In a press release posted on the American Petroleum Institute’s (API) web site in response to BOEM’s FNOS for Lease Sale 261, API Vice President of Upstream Coverage, Holly Hopkins, stated, “whereas the DOI introduced a a lot wanted offshore lease sale … the Biden administration continues to throw up roadblock after roadblock to American power manufacturing, prioritizing their marketing campaign promise to cease American oil and pure gasoline growth in federal waters over their responsibility to fulfill Individuals’ power wants”.
“With this announcement, the administration is eradicating roughly six million acres of the Gulf of Mexico and including new and unjustified restrictions on oil and gasoline vessels working on this space, amounting to a lease sale in identify solely,” Hopkins added.
“These restrictions aren’t supported by the report and goal the women and men of the oil and pure gasoline business working on this area, ignoring all different vessel visitors … [This] announcement leaves American power builders in a interval of prolonged uncertainty, with no future offshore lease gross sales scheduled,” Hopkins continued.
In a press release on the FNOS and ROD for Gulf of Mexico Lease Sale 261, which was despatched to Rigzone, Nationwide Ocean Industries Affiliation (NOIA) President Erik Milito stated, “the Gulf of Mexico is a long-standing and very important supply of dependable, reasonably priced, and environmentally accountable power that’s essential to the wellbeing of our nation”.
“We’re a basis of lots of of hundreds of jobs whereas being a supply of a few of the world’s least carbon-intensive barrels. We are able to present a lot for a nation, however the authorities must be a associate to make the most of this nationwide strategic profit,” Milito went on to state.
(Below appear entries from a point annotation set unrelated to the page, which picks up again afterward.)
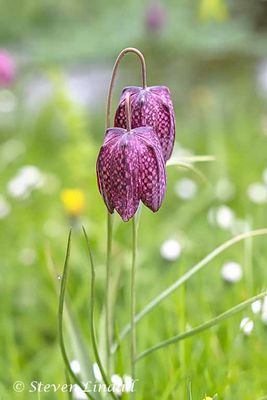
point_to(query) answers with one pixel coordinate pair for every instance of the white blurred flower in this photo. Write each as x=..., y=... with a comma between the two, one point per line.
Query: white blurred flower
x=257, y=193
x=8, y=101
x=170, y=250
x=117, y=384
x=240, y=226
x=75, y=366
x=181, y=152
x=264, y=311
x=232, y=272
x=27, y=179
x=4, y=207
x=224, y=217
x=11, y=150
x=256, y=307
x=246, y=326
x=78, y=393
x=185, y=188
x=27, y=256
x=97, y=372
x=225, y=190
x=128, y=383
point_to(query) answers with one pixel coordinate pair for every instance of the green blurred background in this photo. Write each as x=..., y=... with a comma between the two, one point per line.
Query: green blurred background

Rigzone has requested the DOI, BOEM, and the Division of Power (DOE) for touch upon the API and NOIA statements.
The DOI had no remark. On the time of writing, BOEM and the DOE haven’t but responded to Rigzone.
The final lease sale within the Gulf of Mexico – Gulf of Mexico Lease Sale 259 – was held on March 29, BOEM’s web site exhibits.
Thirty-two corporations participated within the sale, and a complete of $263.8 million in excessive bids have been provided on 313 tracts, in keeping with the positioning, which highlights that BOEM awarded a complete of 299 leases on tracts overlaying roughly 1,599,448 acres.
“The accepted excessive bids are valued at $250,556,978,” BOEM’s website notes.
“BOEM rejected 14 excessive bids totaling $13,244,805.00. The rejected tracts shall be obtainable in future gross sales. The very best bid accepted was $15,911,947 submitted by Chevron USA, Inc for Keathley Canyon 96,” it provides.